Why foreign workers are hesitant to seek help over owed wages

The Ministry of Manpower's view that workers who have not received their due pay would stand a better chance of recovering it if they come forward early with their complaint is sound ("MOM: Salary recovery matters are civil claims"; Jan 19). Waiting only means the arrears mount up.

However, it is important to recognise that this is not as straightforward as it might appear.

There is a great power imbalance between migrant workers and their employers, making workers hesitant to seek help.

They know they will lose their jobs once they lodge a formal complaint.
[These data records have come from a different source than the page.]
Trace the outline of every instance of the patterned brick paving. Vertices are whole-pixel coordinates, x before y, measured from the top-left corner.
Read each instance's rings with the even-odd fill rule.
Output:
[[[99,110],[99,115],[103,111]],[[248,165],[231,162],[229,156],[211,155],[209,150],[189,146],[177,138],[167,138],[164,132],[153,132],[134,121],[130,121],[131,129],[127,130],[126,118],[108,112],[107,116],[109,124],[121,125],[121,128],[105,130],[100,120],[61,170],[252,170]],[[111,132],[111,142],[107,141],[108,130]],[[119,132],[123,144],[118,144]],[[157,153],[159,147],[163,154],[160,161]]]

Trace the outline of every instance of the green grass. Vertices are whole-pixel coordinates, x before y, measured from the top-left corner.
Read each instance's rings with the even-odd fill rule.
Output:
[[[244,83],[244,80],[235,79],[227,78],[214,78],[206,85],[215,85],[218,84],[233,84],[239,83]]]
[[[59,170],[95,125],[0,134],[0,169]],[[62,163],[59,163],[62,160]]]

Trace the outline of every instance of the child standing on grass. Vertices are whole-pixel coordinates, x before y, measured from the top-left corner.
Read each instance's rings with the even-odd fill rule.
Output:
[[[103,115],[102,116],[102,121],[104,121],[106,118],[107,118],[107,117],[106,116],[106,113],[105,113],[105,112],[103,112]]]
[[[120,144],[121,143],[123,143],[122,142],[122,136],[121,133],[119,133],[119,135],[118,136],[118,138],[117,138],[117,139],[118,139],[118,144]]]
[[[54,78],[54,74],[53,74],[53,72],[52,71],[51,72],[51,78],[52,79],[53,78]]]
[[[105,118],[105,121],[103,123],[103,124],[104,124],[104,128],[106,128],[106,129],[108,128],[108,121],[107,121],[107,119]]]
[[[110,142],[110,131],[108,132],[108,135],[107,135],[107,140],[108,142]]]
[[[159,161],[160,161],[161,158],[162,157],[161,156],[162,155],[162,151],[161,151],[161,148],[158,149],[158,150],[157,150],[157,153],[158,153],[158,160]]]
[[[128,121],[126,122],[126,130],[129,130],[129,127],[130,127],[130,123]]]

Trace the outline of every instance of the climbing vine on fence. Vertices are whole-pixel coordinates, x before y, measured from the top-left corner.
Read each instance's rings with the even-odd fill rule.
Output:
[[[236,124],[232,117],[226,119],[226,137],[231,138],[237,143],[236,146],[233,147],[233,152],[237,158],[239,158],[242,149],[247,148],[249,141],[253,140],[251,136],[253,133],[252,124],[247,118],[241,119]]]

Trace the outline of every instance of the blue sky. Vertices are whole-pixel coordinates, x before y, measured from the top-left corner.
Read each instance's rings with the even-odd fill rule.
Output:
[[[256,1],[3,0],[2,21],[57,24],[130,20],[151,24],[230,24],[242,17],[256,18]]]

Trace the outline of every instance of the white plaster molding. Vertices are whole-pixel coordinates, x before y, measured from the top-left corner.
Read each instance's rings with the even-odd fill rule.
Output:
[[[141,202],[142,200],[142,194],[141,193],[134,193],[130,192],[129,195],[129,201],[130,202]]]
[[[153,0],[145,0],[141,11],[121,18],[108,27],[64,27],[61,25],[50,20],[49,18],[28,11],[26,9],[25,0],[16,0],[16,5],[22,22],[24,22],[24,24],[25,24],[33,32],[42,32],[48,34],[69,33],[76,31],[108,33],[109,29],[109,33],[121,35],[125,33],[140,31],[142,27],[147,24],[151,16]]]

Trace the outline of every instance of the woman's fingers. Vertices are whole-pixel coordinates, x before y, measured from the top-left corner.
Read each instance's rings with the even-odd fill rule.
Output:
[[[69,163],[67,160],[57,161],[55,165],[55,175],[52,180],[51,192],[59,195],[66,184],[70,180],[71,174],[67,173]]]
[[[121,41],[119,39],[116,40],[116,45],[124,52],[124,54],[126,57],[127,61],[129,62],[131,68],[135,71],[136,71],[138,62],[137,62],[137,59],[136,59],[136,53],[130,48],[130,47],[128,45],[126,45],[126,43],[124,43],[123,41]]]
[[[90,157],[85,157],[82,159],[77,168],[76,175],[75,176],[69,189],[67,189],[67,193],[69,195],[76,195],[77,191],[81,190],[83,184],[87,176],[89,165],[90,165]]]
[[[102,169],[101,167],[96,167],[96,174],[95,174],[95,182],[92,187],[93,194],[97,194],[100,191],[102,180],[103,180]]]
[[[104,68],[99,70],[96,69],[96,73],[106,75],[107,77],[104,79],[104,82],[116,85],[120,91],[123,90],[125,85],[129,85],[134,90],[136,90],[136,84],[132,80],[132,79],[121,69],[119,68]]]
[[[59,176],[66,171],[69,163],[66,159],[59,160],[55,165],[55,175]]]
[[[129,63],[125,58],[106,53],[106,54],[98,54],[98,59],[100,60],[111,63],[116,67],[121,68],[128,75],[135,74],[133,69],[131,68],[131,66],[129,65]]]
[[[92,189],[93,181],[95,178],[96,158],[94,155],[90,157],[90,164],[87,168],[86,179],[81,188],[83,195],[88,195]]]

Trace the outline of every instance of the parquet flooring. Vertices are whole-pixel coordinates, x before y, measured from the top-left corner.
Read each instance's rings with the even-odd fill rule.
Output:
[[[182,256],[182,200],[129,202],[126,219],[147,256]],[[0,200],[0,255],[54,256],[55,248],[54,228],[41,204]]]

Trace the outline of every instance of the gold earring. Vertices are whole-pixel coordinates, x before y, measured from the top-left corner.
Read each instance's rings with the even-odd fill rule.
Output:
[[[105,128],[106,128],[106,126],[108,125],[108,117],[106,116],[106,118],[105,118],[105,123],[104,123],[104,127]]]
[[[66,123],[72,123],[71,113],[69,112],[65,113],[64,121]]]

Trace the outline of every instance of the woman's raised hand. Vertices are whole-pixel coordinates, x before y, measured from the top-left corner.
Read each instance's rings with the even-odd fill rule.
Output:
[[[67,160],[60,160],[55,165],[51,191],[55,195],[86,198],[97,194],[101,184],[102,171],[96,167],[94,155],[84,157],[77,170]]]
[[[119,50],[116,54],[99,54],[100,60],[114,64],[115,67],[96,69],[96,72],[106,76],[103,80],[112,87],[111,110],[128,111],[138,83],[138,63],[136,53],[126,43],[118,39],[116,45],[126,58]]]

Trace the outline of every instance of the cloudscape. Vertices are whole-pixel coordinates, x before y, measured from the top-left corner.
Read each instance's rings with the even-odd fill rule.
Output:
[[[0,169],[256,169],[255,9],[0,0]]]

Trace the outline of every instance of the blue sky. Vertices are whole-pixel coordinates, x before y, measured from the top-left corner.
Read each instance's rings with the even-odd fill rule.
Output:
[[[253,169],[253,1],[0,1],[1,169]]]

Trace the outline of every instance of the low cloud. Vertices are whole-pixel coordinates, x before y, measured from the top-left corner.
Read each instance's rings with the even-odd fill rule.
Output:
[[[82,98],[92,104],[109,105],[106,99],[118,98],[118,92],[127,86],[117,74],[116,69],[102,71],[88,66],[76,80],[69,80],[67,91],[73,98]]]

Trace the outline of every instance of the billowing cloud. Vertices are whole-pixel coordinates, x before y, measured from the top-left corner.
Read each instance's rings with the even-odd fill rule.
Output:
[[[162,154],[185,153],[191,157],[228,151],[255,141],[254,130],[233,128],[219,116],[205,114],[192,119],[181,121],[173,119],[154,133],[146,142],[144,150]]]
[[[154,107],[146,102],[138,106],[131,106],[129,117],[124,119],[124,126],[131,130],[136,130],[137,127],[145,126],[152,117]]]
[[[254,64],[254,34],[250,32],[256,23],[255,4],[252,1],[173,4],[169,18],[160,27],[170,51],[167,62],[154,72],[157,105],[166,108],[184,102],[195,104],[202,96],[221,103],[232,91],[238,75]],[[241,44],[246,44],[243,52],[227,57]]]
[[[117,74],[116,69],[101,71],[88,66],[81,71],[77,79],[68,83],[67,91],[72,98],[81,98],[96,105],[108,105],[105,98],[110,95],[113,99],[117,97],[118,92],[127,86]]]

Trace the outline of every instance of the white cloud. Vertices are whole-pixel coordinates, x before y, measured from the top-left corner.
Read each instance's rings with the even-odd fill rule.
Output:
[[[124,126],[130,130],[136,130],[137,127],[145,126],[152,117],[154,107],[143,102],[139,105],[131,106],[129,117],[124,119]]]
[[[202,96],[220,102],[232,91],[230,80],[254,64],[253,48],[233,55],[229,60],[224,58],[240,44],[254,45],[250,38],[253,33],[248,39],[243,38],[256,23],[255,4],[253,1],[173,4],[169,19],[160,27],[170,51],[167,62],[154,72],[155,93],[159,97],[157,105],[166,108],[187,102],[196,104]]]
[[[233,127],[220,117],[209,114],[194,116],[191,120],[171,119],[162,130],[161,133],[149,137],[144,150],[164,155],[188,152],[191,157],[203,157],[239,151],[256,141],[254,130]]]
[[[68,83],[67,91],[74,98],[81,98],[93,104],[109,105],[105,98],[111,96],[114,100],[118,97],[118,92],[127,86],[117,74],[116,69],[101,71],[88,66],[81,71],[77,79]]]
They know the rules forbid them from seeking alternative employment and that they will be repatriated, if not at once, then when the case is concluded, with or without payment.

Once home, they might have to wait months and pay thousands of dollars to agents to get a new job.

MOM's own rules forbidding change of employment make it very costly for workers to complain.

For most workers, keeping quiet and hoping for the best will appear the safer approach, at least until months later, when their meagre savings run out.

If workers were allowed to obtain alternative employment within their approved sectors without first going home, then MOM's advice to complain early would be more realistic.

There is another problem with the MOM's stated position that after the Labour Court has found that salary is owed, it is a civil matter for the worker to pursue for himself.

Non-payment and delay of salary is a serious offence in Singapore law. Sections 21 and 34 of the Employment Act prescribe fines and imprisonment.

A similar rule is found in the Fourth Schedule of the Work Passes Regulations 2012, buttressed by Section 22 of the Employment of Foreign Manpower Act (EFMA), which has even tougher penalties. Section 20 of the EFMA lifts the corporate veil, holding officers of companies personally liable.

It would seem that there is a reluctance to prosecute errant employers.

Given the hardships imposed upon workers by the failure of some employers to pay them what they are due, these laws should be enforced.